港に停泊する船の上には巨大な象牙のような物が載っています。
長さは80メートルほど。実はこれ、風力発電のための風車の羽です。
洋上風力発電
オーステンデは世界屈指の洋上風力発電の前線基地。
日本の総合商社なども相次ぎ発電事業に参入しています。船に乗り込んだのは三菱商事の電力ビジネスを統括する朝倉康之さん。風力発電事業の進み具合を確認するため日本からやって来ました。
すごい風。
オーステンデの港を出発して1時間ほど。
豊島晋作記者、
沖合に出て風も非常に強くなってきました。あちらに巨大な風車が並んでいます。
この海域は数百基の風車がひしめく、いわゆる風力発電銀座。
朝倉さんが見つめるのは5日前に全ての設置が終わったばかりのひときわ大きな風車です。
三菱商事の担当者、
高さは200メートル。羽の直径が164メートルです。
水面からの高さは200メートルを越える世界最大の風車です。
高さ243メートルの東京都庁と比べてもこの高さ。
発電容量も従来の風車を上回る8.4メガワットと世界最大です。
この海域に設置した44基でベルギー国内のおよそ40万世帯に電力を供給できるといいます。
三菱商事の新エネルギー・電力本部、強口雅継次長は、
洋上だと風も強いので陸上よりも発電できる。
陸上では8メガワットの風車はほぼない。せいぜい1メガや2メガ。
船を風車の真下につけるというので取材班も命綱を付けて船首へと向かいます。
船が風車の付け根に接岸。
いま風車の真下に来ました。見上げるといかに巨大化がわかります。羽が頭に当たりそうですね。

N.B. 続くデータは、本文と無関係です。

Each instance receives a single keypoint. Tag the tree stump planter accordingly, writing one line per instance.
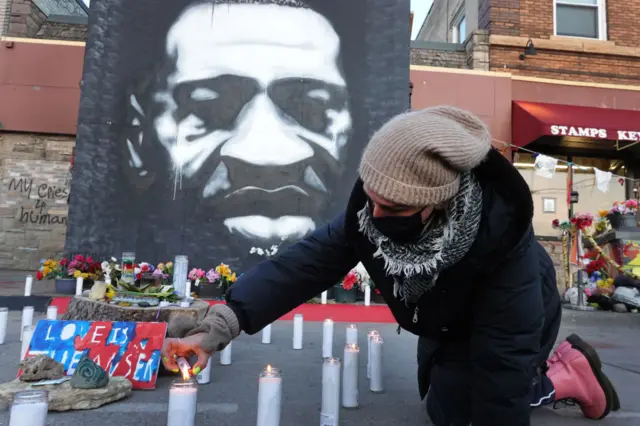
(83, 309)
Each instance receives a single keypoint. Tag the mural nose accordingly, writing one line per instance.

羽は1本35トンありますが、海の強い風を受け勢いよく回っています。
朝倉さん、事業の進捗に満足した様子。
これがエネルギーを供給するプラントだと非常に感じた。
こちらは発電した大量の電気をまとめて陸に送る海上の変電所。
高さは44メートルと15階建てのビルに相当する高さです。
ヨーロッパでは洋上風力発電はもはや社会を支える主電源となっています。
ここにチャンスがあると見た三菱商事は現地の電力会社などと合弁会社を設立。ヨーロッパ各地で発電事業を拡大しています。
すでにオランダ沖では43基の洋上風車を使い15万世帯に電力を供給。
今後、イギリス沖などでも合計177基を設置し、およそ180万世帯に電力を届ける計画です。
今回、三菱商事が組んだ現地ベルギーの合弁会社のトップは、
洋上風力発電は設置コストが下がり、最近は急激に増えている。
われわれの発電容量8.4メガワットの風車は数年前に比べ能力が300%も高い。
日本市場
ただ今回、現場を見に来た朝倉さんは早くも別の市場を見据えていました。
日本では2030年までに原発10基分の洋上風力が導入される見方。
ぜひ日本国内でも欧州で蓄積した知見を活用してビジネスを拡大したい。
ヨーロッパで得た洋上風車の建設や管理などのノウハウを日本に持ち込もうというのです。
日本では4月から洋上風力発電を促進するための新法が施行されました。この法律で海上に風車が設置しやすくなり、今後市場の拡大が期待されているのです。
巨大な風車が日本の海で回る日はそう遠くないのかもしれません。